There are three parts to this book: Anglican (Episcopalian) priest Jim Ferry describes his spiritual and personal journey, and his attempts to find fulfillment as a gay Christian while active as the rector of a Toronto-area parish, and an ecclesiastical trial to remove him from his parish. He describes how a homophobic parishioner reports him to the Bishop of Toronto, and the ensuing complicated ecclesiastical trial (the Courts of the Lord, of the title). Parishioners' reactions to his situation range from the homophobic to the fearful to the affectionate and supportive and we see how this diversity of opinion both distresses and comforts him. We also see how the stress of the canon-law process destroys his relationship with a man and places him under much strain, without destroying his personal faith. While it is, perhaps of necessity, a self-centred document (some might even say self-serving or confused), it is a measured and thoughtful exposition of a situation in which many clergy have found themselves. For them's of us who are into canon law, it is an indictment of a basic weakness in Anglican practice and approach, confusing the bishop's role of pastor of pastors, and judge, and prosecutor. One can have very different (indeed, warring and contradictory) opinions of Fr Ferry, and the issues of gays in the clergy, homesexuality and Christianity, but still benefit from reading his perspectives. This is Food for thought stuff, and an important document in a debate which is far from over.
I was very disappointed by this self-indulgent, self-engrandizing piece of pulp. Mr. Ferry obviously wrote this as an antidote to his insecurity and it expresses a poor attempt at both self-examination and historical analysis. This product is an insult to the reader's intelligence; a grand waste of time to read. I don't think the Anglican church got rid of Mr. Ferry for the reasons he would have us believe. I think it was his apparent obstinacy, and inability to subject himself to the authority of the church! There are many gay priests in the Anglican church who have not left their lovers (of which the church is aware). Mr. Ferry was obviously looking to grand stand at the time, and to create a name for himself! This is a sad testament and not worthy of a major motion picture.
I for one was not interested in his vanity, misrepresentations, half-truths, and rantings.

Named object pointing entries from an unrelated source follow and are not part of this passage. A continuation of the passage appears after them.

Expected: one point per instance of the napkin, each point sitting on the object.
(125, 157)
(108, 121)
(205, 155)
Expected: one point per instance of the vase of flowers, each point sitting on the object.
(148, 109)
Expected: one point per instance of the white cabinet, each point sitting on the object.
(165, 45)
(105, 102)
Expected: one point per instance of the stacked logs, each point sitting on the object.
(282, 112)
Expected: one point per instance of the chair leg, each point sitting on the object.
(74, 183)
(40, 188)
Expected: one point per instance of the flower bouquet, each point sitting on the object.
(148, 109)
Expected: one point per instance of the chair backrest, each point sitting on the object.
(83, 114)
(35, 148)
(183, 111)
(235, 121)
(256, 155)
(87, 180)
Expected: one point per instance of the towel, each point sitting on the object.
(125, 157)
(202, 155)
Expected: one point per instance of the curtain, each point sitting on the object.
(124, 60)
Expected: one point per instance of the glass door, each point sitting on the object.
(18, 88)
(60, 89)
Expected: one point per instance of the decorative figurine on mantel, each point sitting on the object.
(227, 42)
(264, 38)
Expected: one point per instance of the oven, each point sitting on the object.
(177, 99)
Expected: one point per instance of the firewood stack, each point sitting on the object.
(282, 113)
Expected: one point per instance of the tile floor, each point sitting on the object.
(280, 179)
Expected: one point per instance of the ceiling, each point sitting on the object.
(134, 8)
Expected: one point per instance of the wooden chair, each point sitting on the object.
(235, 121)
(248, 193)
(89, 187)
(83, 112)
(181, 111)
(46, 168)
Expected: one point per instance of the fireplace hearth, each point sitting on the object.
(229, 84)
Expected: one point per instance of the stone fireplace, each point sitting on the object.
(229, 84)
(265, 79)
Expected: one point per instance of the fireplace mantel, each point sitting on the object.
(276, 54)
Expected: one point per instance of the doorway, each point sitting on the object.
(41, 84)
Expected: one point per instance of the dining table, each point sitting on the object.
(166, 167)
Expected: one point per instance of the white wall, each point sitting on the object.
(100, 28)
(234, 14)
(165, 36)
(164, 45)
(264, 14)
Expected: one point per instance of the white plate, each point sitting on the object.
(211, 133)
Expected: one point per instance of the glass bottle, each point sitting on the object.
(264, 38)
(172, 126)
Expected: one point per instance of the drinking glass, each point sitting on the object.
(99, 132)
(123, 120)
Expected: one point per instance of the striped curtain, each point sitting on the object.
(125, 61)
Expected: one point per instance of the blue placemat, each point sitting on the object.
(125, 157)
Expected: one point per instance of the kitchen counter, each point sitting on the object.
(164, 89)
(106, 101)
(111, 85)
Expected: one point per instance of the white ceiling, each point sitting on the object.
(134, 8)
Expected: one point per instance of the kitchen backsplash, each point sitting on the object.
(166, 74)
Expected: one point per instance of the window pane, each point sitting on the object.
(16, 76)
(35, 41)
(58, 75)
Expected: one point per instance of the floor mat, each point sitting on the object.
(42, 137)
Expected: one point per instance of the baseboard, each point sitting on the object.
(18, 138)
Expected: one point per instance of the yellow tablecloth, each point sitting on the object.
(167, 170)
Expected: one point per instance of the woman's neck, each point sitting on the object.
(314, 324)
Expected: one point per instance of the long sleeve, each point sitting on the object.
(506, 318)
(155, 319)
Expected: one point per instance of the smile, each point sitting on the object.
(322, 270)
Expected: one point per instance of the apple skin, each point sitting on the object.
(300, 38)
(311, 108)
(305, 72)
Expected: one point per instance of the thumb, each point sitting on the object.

I read this book quite some time ago for two reasons: first, for the subject matter and second, because it is Canadian. I found it interesting....I am glad I read it...but it did absolutely nothing to change my belief regarding homosexual practice and obedience to Christ. This priest (Mr. Ferry), should indeed receive the compassion he longs for, however I see him heading in that dangerous direction many take: "Well, God must be wrong or I am simply misinterpreting what He is saying because this is how I feel, this is who I am." How many of us daily struggle with things that are against the will of God yet seem to fit like a glove in our lives? We were never promised freedom from suffering in this earthly life; God did not spare His own Son the suffering that was required to ransom us. Mr Ferry paints us a stark portrait of humanity but it is not as stark a portrait as the one Scripture reveals. To Mr.Ferry, I would say: never, never take your eyes off of Christ but count your suffering as joy before the Lord as so many have done before you. Please abandon your attempt to make others follow your journey away from the cross.